Photo: Alecia Hoyt Photography

ST. LOUIS (AP) - St. Louis officials launched a challenge to Missouri’s constitutional ban on gay marriage by issuing marriage licenses to four same-sex couples, and the state attorney general quickly went to court Thursday to try to stop it.

The four same-sex couples were married Wednesday in the office of St. Louis Mayor Francis Slay in a ceremony presided over by a municipal judge.

On Thursday, Attorney General Chris Koster filed a lawsuit seeking to stop the marriages, arguing that municipal officials should not be deciding for themselves which state laws to follow.

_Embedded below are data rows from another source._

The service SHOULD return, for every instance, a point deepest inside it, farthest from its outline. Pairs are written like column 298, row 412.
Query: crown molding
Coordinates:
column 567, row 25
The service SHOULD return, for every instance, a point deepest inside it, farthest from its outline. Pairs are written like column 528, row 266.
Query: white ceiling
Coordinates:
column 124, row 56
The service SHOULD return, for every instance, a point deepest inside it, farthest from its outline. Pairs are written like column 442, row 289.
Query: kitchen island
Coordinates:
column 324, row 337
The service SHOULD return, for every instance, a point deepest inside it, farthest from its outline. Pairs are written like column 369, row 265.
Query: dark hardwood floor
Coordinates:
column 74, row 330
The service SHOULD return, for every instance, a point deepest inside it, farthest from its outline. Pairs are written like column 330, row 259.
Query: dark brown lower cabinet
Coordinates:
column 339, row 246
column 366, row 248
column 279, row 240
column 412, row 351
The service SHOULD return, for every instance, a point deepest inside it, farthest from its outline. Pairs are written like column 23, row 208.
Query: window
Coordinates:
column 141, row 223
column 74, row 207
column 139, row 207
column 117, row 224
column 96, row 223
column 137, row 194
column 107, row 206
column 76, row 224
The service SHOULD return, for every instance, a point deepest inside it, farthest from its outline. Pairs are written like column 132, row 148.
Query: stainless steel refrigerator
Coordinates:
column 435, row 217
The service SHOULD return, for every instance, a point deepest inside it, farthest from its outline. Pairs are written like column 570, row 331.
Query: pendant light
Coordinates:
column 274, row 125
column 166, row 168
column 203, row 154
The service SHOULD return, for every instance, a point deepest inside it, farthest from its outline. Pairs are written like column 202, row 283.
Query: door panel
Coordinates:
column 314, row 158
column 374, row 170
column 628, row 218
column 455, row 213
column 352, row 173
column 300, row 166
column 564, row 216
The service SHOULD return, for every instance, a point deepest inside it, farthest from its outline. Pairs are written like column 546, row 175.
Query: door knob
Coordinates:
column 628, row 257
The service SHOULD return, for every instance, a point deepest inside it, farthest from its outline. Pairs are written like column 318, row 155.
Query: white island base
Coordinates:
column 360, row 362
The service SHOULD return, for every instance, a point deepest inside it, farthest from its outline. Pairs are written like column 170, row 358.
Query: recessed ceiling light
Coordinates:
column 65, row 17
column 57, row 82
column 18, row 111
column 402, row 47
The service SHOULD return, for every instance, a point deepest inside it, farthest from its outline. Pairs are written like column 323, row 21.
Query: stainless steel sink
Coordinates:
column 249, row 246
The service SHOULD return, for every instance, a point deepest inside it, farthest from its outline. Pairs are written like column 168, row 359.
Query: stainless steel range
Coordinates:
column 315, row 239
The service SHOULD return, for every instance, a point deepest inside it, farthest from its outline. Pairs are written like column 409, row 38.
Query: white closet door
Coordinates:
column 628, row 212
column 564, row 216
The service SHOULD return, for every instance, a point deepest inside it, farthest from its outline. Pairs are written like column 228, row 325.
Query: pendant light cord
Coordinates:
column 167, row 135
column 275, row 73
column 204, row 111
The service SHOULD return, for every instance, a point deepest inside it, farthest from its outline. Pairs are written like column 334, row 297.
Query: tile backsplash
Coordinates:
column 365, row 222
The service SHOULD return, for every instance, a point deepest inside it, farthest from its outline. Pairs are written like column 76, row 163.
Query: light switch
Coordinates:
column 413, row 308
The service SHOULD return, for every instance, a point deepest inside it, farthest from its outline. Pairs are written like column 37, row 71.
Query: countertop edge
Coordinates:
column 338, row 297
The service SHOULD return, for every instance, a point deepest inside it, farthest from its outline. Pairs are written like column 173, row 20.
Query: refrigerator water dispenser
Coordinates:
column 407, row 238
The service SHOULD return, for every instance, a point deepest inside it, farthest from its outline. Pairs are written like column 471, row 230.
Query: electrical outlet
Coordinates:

Photo: Alecia Hoyt Photography

Photo: Alecia Hoyt Photography

St. Louis Circuit Judge Rex Burlison denied a temporary restraining order Thursday. He noted that St. Louis officials have agreed not to issue more marriage licenses to same-sex couples at this time and would do so in the future only after notifying the court and attorney general’s office. The judge is to hear arguments at a later date on whether to grant an injunction against the same-sex marriages.

Slay told the St. Louis Post-Dispatch that city officials issued the marriage licenses “to force this issue and to get the law settled” on whether Missouri’s gay marriage ban is legal.

“If we weren’t doing this, no other city in Missouri would,” Slay said.

The attorney general’s office is responsible for defending Missouri’s constitution and laws.

“It is in the public’s interest to require public officials to obey the laws they have sworn to uphold rather than make their own independent determinations as to which laws they will follow,” Koster’s office said in a court filing signed by Solicitor General James Layton.

Missouri voters in 2004 approved a state constitutional amendment limiting marriage to one man and one woman the first such measure enacted nationally after the Massachusetts Supreme Court permitted gay marriage in that state. The Missouri ballot measure passed with 70 percent of the vote.

Since then, there has been no effort by Republican legislative leaders to reconsider the gay marriage ban. But Democratic Gov. Jay Nixon said in February that it should be put to another vote, and that he would support repealing it.

Nixon’s comments came after the American Civil Liberties Union filed a lawsuit in February seeking to force Missouri to recognize the out-of-state marriages of several same-sex couples.

Last year, Nixon announced that Missouri would accept joint income tax returns from legally married gay couples, mirroring a new policy by the federal Internal Revenue Service.

That prompted a lawsuit from representatives of Baptist and family policy organizations asserting that Nixon’s policy violates Missouri’s constitutional provision recognizing only marriages between men and women. A judge denied a temporary restraining order in April against Nixon’s policy but the case is still pending in Cole County Circuit Court.